The scientists Geim and Novoselov liked to organize their so-called Friday evening trials, cheerful experiments without a preconceived scenario to which you, they said in an interview, “at least 10 percent of your time to spend”.

The approach

In such a test they drew, in 2004, with a piece of Scotch tape a super thin peel of graphite from a pencil point.

The result

A kind of chicken wire of carbon atoms that has gripped the physics world ever since. And it delivered Geim and Novoselov in 2010 the Nobel Prize. The chicken wire – graphene – has exceptional properties. It can conduct electricity just as well as copper does. It conducts heat better than all known materials. It is flexible and almost transparent, yet so dense that even helium gas cannot pass through it. Graphene is therefore seen as a candidate for innovative electronics: graphene transistors are expected to be faster than current silicon transistors. Because graphene conducts well and is practically transparent, is it also suitable for use in touchscreens, light panels and solar cells. When graphene is mixed into plastics, can it make those plastics heat resistant and strong, and produce materials that are super strong, be lightweight and flexible, and those possibly in airplanes, cars and aerospace will be used.

The lessons

Space: “So many people were looking for graphene and I almost stumbled across it. (…) All I can do, is trying to increase the small chance of tripping over something again.” Geim discovered graphene 'by accident', his discovery was a result of serendipity.
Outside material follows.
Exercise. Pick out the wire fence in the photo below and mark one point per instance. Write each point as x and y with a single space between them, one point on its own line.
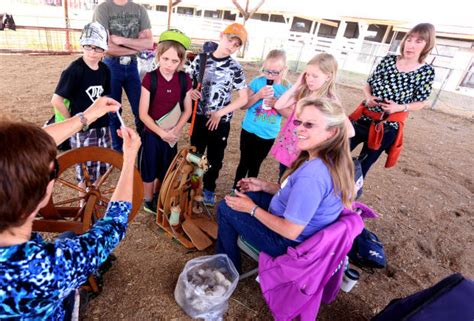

In his work he makes room for creativity, for playfulness and for coincidence. To know if you have tripped over something important or not, do you need sufficient basic knowledge. As a fifteen-year-old boy, he wanted to find the answers to the big questions: how does the cosmos work. Astrofysica. Particle physics. Later he wrote his thesis on the physics of metals. Sow. Boorring. But then it started to get fun. “I had acquired the basic knowledge, now I could choose my own subjects, fantasize, to think, play." These targeted steps to gather the necessary knowledge provided Geim with the space he was looking for. He had proven to master the skills of his trade and could start experimenting. Serendipity cannot exist in a vacuum: it takes matter to play with and space to wander.

Further:
Geim did more crazy research: for example, he let a kicker float in an ultra-strong magnetic field. For this he got in 2000 the Ig Nobel Prize – the counterpart of the Nobel Prize, for crazy research. Geims hamster co-authored the publication in question. Space, who worked at Radboud University in the Netherlands indicates that in the Netherlands there was not always the same appreciation for these kinds of experiments. That was one reason for leaving for Manchester where he became a professor. “The Dutch academic system is a bit too hierarchical for me”. As he said in a professional magazine. „One professor is the boss and everyone in his group is his subordinate. (…) I don't feel comfortable with that.”